629 Rapamycin (RAPA) has been reported to be as effective as Cyclosporine (CyA) as base therapy in a randomized trial (Groth CG et al (Transplantation: in press). From 8/97 to 8/98, 19 patients (age 22-63, male 63%) receiving a cadaveric (13) living related (4) or living unrelated (1) renal transplant and 1 kidney-pancreas, were switched to RAPA 5 mg/day 14 to 204 months after transplant for 17 patients and 2 within 2 weeks. The main indication for switch was chronic CyA or Tac nephrotoxicity (ChN)(8), ChN + chronic rejection (4), severe gum hyperplasia + hypertrichosis (2), acute CyA or Tac toxicity (2) lymphoma and Hodgkins disease while on CyA (both in remission) and new onset diabetes in 1. Follow up is 2 to 14 months. In the 12 patients switched because of ChN there was a significant decrease in serum creatinine from 233 umol/L to 202 umol/L (p<0.01) and 203 umol/L (p,0.05) at 2 and 3 months post switch respectively.
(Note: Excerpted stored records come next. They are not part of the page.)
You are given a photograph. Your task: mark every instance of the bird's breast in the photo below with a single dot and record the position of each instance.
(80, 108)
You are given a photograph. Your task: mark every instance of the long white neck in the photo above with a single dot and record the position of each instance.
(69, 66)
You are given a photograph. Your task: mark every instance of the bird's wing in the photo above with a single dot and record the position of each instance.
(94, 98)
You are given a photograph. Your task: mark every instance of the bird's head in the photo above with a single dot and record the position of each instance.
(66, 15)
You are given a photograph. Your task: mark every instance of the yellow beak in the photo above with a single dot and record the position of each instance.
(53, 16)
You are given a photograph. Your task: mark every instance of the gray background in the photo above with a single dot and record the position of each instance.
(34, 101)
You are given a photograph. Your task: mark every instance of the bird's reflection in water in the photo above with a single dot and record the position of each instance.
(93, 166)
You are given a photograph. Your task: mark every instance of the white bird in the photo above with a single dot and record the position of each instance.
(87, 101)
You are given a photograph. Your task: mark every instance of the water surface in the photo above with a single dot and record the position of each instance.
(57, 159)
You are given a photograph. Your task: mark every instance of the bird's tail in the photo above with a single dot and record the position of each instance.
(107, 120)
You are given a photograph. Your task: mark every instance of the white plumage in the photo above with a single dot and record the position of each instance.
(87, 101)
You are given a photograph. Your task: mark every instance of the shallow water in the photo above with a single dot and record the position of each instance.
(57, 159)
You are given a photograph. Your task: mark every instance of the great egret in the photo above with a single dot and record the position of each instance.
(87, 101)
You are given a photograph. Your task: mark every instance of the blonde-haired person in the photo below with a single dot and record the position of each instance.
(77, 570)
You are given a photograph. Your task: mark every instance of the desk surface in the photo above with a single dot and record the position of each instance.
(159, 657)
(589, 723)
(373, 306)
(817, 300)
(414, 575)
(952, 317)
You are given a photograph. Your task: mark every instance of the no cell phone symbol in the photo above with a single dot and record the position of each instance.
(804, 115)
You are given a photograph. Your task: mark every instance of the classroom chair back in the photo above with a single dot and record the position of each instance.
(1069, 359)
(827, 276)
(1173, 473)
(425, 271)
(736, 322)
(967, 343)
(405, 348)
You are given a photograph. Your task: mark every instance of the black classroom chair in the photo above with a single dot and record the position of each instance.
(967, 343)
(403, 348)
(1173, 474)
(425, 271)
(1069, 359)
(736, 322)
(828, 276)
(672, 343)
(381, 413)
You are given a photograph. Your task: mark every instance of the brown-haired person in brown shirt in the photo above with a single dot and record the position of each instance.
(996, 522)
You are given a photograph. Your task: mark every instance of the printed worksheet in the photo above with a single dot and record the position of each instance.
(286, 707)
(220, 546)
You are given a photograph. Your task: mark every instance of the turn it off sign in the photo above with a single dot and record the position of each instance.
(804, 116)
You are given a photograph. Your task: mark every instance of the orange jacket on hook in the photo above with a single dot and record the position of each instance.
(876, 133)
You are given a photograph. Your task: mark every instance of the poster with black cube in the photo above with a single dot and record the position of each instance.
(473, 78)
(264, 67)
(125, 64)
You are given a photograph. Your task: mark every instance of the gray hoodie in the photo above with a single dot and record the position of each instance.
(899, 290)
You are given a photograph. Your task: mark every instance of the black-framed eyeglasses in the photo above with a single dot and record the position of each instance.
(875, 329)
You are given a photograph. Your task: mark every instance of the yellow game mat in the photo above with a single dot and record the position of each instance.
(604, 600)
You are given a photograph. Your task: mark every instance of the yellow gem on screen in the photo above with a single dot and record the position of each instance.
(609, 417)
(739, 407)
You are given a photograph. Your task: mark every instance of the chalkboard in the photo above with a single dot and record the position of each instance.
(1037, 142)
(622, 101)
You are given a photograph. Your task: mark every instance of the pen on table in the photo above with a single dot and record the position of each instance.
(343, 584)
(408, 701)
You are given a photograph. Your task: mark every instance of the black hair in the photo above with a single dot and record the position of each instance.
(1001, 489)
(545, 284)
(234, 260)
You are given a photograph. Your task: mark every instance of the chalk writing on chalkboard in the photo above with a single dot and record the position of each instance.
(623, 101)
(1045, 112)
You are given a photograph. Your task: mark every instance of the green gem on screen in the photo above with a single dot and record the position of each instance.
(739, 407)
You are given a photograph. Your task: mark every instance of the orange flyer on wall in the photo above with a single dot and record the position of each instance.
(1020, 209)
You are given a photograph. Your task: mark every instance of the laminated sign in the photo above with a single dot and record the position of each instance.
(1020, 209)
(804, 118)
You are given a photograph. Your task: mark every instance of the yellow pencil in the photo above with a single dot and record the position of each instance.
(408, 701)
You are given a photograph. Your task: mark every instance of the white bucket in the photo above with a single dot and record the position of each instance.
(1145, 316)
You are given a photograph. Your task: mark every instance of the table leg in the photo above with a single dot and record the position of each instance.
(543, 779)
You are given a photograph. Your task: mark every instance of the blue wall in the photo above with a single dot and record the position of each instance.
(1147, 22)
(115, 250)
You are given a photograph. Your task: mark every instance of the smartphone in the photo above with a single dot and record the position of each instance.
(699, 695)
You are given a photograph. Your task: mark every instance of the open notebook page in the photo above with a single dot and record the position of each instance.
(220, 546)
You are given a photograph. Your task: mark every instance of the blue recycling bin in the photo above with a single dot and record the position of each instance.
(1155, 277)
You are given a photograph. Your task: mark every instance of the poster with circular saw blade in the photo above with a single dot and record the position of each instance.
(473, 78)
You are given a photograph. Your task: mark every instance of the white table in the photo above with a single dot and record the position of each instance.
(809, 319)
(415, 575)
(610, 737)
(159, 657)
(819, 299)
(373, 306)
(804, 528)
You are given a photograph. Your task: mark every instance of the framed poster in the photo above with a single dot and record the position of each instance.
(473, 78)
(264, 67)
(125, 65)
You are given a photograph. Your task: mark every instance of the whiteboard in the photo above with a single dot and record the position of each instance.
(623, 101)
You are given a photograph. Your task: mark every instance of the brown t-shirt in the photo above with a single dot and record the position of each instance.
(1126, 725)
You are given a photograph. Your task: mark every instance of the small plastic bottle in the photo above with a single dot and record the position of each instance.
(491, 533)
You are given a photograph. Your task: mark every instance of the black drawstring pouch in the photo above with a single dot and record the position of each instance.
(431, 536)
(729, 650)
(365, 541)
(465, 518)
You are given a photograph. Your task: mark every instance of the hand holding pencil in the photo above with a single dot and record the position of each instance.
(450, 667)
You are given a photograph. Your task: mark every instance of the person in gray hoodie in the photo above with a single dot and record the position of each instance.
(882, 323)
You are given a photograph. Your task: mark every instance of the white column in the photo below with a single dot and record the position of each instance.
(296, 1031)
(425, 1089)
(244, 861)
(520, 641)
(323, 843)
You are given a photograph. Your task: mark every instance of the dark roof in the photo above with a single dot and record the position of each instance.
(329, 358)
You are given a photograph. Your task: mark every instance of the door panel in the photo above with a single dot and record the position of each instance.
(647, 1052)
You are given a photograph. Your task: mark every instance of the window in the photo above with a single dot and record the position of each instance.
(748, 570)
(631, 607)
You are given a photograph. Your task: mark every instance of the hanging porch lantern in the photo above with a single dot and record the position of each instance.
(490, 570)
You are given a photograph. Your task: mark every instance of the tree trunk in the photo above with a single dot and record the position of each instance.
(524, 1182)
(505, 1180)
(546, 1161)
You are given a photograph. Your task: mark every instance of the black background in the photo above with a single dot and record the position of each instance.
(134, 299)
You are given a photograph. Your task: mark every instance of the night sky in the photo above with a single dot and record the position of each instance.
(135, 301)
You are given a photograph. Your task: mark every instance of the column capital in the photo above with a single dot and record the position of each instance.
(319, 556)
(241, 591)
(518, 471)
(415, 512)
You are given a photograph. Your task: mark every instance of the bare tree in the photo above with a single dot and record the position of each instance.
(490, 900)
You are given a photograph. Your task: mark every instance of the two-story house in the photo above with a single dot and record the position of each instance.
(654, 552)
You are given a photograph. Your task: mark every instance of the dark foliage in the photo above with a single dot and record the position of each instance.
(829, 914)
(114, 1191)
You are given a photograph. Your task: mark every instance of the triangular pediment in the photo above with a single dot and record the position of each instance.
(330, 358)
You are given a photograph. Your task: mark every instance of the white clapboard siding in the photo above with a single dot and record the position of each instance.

Blood pressure (BP) remained stable after the switch (pre switch mean arterial BP 101 +/− 11 to 95 +/− 8 mmHg (p=0.16) 2 patients had a decrease in antihypertensive drugs. Facial dysmorphism improved in the 2 patients and diabetes in the one patient resolved 6 months after switch. Neither PTLD relapsed. Six patients developed pneumonia after the switch. Pneumocystis carinii 2, bronchiolitis obliterans organizing pneumonia 2, and atypical pneumonia 1. One patient had a pneumonia secondary to a primary EBV infection. Five patients required hospitalization. All recovered. Eight patients (42%) developed transient oral aphthous ulcers. RAPA was discontinued in 4 patients, (because of pneumonia in 2, EBV in 1, and herpetic infection 1) and 15 patients remain on rapamycin. There was one reversible acute rejection episode at 3 months in a patient switched to RAPA & MMF 2 weeks post transplant. There were no graft losses. The complications of over immunosuppression in patients switched late in their course appear to be related to the slow taper of cyclosporin and the continuation of azathioprine and/or MMF. Completely stopping CyA at conversion may be better than drug overlap. PCP and herpes prophylaxis should be included at conversion. Pharmacokinetics may be needed to adjust RAPA doses when stable long term patients are switched. Improvement in renal function and disappearance of other CyA toxicities was demonstrated in this small group of patients.